Vox by Christina Dalcher

Set in an America where half the population has been silenced, VOX is the harrowing, unforgettable story of what one woman will do to protect herself and her daughter.

On the day the government decrees that women are no longer allowed to speak more than 100 words daily, Dr. Jean McClellan is in denial—this can’t happen here. Not in America. Not to her.

Soon women can no longer hold jobs. Girls are no longer taught to read or write. Females no longer have a voice. Before, the average person spoke sixteen thousand words a day, but now women only have one hundred to make themselves heard.

For herself, her daughter, and every woman silenced, Jean will reclaim her voice.

An apt book at a time when women’s rights are being discussed more with movements like #meto.

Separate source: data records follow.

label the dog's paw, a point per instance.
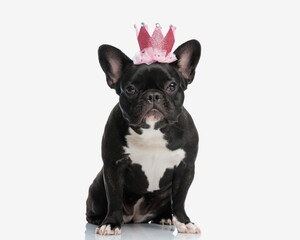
(166, 222)
(106, 230)
(186, 228)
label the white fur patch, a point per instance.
(186, 228)
(106, 230)
(149, 150)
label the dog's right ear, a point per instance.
(113, 62)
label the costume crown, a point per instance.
(155, 48)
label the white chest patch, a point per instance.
(149, 150)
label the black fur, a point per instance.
(120, 183)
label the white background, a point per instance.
(54, 103)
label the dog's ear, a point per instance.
(113, 62)
(188, 55)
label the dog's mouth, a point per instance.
(153, 115)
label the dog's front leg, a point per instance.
(114, 183)
(182, 179)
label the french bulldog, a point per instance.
(149, 145)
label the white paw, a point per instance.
(166, 222)
(106, 230)
(186, 228)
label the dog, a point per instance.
(149, 145)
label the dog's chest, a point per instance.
(150, 151)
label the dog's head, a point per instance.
(152, 92)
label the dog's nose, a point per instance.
(153, 97)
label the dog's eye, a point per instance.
(172, 86)
(130, 90)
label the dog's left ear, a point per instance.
(188, 55)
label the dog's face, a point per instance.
(150, 92)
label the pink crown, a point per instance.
(156, 48)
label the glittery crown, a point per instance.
(155, 48)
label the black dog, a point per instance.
(149, 145)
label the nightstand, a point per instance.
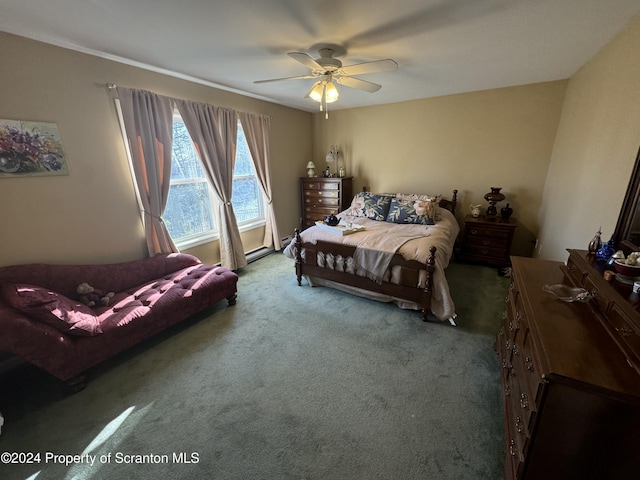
(487, 240)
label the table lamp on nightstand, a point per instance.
(311, 169)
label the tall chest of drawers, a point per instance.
(571, 394)
(324, 196)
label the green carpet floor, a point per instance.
(290, 383)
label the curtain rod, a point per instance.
(113, 86)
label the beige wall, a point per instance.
(91, 215)
(595, 149)
(562, 151)
(471, 142)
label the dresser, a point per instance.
(571, 391)
(487, 241)
(324, 196)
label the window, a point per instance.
(189, 211)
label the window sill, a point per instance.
(198, 240)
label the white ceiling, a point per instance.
(441, 46)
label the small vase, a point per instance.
(505, 212)
(493, 197)
(605, 251)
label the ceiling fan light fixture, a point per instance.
(317, 92)
(331, 92)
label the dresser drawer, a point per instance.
(314, 185)
(482, 231)
(318, 213)
(495, 242)
(626, 335)
(481, 251)
(321, 194)
(322, 201)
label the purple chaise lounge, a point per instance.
(42, 321)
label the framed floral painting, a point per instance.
(30, 149)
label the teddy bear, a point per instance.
(92, 297)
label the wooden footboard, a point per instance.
(407, 275)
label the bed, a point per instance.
(388, 247)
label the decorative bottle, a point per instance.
(595, 243)
(605, 252)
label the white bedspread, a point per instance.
(414, 244)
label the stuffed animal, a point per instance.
(92, 297)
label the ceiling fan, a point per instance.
(328, 69)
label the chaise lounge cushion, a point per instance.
(53, 308)
(151, 294)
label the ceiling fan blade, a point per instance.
(306, 60)
(299, 77)
(357, 83)
(369, 67)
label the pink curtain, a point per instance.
(257, 129)
(148, 122)
(214, 131)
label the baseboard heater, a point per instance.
(258, 253)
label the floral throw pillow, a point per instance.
(434, 199)
(370, 205)
(412, 211)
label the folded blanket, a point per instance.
(374, 259)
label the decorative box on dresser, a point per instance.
(487, 240)
(324, 196)
(571, 390)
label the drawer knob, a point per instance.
(519, 426)
(624, 331)
(528, 363)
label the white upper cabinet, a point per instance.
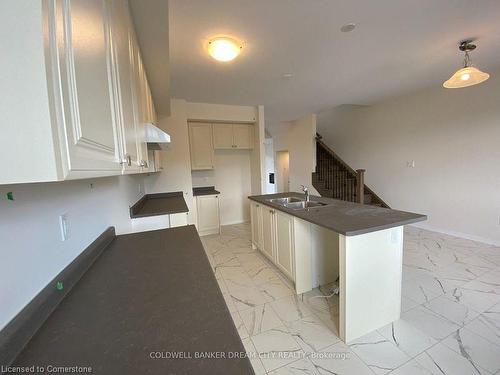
(200, 146)
(76, 82)
(223, 136)
(231, 136)
(124, 48)
(83, 50)
(243, 136)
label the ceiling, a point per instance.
(398, 46)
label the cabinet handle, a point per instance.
(126, 160)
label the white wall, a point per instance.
(298, 138)
(176, 174)
(269, 166)
(232, 177)
(32, 252)
(454, 138)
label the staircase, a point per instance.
(335, 179)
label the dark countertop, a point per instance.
(159, 204)
(343, 217)
(205, 190)
(148, 292)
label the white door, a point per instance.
(282, 171)
(256, 218)
(243, 136)
(223, 136)
(200, 146)
(125, 52)
(268, 229)
(87, 85)
(207, 207)
(284, 243)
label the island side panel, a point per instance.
(325, 255)
(370, 281)
(302, 251)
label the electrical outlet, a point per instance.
(64, 226)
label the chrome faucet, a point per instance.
(306, 192)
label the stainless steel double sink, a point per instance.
(295, 203)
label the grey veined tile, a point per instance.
(412, 368)
(253, 355)
(476, 299)
(277, 348)
(430, 323)
(487, 324)
(290, 308)
(380, 354)
(406, 337)
(301, 367)
(453, 310)
(311, 334)
(259, 319)
(475, 349)
(441, 360)
(339, 359)
(242, 331)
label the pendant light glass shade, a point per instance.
(468, 75)
(465, 77)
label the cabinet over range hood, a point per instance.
(156, 138)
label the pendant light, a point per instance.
(468, 75)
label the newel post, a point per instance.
(360, 185)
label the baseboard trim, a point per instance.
(19, 331)
(466, 236)
(235, 222)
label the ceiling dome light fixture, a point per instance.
(468, 75)
(224, 48)
(348, 27)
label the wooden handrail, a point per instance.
(340, 180)
(360, 184)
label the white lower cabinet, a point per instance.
(268, 230)
(273, 235)
(207, 209)
(178, 220)
(284, 243)
(256, 217)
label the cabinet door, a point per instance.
(243, 136)
(268, 232)
(140, 93)
(85, 57)
(124, 50)
(284, 243)
(207, 207)
(200, 146)
(178, 220)
(223, 136)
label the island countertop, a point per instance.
(149, 294)
(346, 218)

This is a fast paced and gripping dystopian read set in the near future where women have lost their rights to work, read and speak. A tracker band on the wrist of every woman and girl in America keeps them shackled in silence, only able to speak 100 words a day or be punished with increasingly severe electric shocks. 

This novel looks at the effect of this not only on women and girls but on the boys being raised in such an environment and how quickly they can become indoctrinated with the message that they a re superior. As a mother how do you react to being told you are a second class citizen by your own child, can you still love and respect a husband that you can’t communicate with even within your own home? 

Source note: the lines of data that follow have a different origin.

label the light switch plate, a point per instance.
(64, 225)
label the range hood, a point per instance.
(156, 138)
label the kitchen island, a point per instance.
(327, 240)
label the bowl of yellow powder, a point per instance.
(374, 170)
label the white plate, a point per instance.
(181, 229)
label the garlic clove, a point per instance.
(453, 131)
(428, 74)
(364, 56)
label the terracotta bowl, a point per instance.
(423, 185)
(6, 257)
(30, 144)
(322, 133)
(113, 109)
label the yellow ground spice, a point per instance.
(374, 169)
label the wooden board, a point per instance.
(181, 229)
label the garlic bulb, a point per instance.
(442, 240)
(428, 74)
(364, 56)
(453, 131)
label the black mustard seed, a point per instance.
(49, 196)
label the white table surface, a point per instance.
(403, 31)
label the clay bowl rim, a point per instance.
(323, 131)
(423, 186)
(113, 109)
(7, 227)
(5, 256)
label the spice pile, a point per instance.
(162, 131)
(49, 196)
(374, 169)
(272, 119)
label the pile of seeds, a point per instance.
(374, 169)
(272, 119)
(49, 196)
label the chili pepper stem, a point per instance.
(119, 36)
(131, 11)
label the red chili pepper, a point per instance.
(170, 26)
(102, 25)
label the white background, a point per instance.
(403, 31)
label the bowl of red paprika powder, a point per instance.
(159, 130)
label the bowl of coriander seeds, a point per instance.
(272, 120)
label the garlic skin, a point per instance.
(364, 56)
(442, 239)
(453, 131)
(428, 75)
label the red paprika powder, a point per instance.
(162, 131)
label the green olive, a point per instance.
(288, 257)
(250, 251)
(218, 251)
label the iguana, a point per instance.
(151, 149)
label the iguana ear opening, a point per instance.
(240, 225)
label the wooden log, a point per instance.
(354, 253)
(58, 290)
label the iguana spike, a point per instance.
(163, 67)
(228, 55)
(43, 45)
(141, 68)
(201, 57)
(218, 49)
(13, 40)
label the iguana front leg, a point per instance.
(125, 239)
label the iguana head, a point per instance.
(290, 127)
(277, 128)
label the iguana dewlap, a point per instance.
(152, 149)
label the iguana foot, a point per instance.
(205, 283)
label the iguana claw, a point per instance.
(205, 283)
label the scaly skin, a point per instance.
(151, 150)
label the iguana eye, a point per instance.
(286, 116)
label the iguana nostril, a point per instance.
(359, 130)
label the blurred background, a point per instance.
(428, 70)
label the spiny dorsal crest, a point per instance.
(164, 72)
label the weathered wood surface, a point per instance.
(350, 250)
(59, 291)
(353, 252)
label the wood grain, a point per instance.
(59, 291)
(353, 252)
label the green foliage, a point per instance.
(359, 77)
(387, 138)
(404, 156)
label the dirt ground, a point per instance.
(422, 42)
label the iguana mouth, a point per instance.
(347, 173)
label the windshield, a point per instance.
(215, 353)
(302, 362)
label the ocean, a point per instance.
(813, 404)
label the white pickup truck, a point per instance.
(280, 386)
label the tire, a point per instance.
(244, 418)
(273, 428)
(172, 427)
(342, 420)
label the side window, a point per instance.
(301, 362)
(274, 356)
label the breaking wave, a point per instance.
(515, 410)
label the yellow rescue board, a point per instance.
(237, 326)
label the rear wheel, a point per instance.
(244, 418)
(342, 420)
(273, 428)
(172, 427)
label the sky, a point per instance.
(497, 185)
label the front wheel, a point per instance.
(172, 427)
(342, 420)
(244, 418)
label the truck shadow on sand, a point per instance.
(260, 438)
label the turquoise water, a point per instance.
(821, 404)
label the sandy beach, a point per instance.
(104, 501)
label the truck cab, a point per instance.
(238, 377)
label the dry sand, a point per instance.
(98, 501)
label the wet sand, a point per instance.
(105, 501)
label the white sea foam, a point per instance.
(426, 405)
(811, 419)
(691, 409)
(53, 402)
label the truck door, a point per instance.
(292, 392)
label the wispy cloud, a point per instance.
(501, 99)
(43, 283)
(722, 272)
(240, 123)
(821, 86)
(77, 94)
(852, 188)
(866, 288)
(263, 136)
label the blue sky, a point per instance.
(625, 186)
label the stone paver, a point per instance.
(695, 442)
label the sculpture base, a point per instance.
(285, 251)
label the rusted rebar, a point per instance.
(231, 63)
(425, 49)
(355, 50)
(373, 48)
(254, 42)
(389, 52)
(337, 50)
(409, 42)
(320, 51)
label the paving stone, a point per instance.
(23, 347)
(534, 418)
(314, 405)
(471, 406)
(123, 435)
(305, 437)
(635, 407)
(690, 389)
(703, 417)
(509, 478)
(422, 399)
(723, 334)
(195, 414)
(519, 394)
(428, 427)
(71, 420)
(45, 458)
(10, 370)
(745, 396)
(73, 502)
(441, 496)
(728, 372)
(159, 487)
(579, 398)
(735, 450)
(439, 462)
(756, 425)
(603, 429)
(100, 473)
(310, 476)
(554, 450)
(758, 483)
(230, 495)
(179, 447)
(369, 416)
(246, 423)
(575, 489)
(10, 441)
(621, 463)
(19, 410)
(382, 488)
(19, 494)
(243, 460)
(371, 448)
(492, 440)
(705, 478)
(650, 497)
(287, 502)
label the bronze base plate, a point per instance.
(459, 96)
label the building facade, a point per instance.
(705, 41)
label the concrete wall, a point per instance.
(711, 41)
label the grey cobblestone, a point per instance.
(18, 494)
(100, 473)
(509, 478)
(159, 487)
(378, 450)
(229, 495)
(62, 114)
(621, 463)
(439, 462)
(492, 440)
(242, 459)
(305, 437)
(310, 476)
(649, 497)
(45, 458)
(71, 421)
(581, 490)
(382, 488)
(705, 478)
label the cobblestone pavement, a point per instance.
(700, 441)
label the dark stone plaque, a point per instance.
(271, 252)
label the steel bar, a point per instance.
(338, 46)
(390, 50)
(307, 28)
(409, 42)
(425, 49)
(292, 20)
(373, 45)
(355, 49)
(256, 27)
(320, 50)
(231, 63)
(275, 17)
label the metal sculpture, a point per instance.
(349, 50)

There were some truly horrifying moments that made my heart leap, mostly involving Sonia the 6 year old daughter of our main protagonist Jean. 

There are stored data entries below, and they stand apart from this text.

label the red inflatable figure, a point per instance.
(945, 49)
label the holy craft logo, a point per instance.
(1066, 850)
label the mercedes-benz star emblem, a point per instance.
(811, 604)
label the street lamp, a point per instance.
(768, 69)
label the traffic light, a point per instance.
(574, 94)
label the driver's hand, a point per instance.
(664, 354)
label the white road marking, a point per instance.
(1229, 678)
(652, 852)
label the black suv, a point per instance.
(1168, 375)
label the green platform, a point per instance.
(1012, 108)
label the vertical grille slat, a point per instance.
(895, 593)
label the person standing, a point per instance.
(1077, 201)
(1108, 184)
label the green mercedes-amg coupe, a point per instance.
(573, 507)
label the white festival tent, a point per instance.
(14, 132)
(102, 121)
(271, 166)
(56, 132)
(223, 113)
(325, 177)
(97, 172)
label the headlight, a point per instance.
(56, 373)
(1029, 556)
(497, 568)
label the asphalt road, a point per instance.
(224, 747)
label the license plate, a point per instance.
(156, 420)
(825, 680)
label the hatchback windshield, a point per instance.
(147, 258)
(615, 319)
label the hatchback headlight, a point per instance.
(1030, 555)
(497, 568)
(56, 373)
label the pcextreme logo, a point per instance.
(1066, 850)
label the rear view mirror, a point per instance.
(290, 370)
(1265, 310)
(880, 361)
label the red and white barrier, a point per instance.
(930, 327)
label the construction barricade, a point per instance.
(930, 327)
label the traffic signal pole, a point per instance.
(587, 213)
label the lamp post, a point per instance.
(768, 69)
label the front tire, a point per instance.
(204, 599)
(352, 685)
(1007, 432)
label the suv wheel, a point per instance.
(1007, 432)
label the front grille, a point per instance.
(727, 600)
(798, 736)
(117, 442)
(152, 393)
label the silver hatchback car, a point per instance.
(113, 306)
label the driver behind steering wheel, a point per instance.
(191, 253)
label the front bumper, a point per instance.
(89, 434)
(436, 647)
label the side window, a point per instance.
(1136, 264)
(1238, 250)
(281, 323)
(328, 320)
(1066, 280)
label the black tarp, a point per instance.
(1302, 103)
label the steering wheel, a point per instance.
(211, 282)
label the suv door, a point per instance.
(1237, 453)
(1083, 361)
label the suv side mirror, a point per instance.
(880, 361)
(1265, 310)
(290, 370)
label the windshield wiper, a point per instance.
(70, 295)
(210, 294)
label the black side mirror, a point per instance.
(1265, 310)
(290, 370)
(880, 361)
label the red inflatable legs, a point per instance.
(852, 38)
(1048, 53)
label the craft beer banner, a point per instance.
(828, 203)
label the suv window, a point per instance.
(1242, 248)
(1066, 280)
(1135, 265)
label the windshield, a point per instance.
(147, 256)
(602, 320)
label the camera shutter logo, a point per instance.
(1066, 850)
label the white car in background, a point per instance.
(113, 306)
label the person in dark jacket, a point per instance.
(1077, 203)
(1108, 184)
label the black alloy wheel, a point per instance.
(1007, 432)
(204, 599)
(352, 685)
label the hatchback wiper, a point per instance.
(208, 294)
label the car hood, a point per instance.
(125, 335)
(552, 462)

It was a thought provoking and disturbing novel. Although I do have to wonder , would women really sit quietly by and let this happen, would most men roll over and let their partners, wives, mothers, daughters be silenced so completely. Having said that the pathway was so simple and well laid out by the author, the stealth removal of passports, removal of birth control etc that it felt very real and scarily possible. 

I felt that Jean’s 11 year old twins seemed to have been written as much younger than their stated age, which I found a bit jarring at points. apart from that, I liked the world building and the thought that had gone into the effect such a life would have on children and their parents.

I liked that Jean was a flawed character, she wasn’t shiny and innocent, she was real. Overall once I started I couldn’t put this down.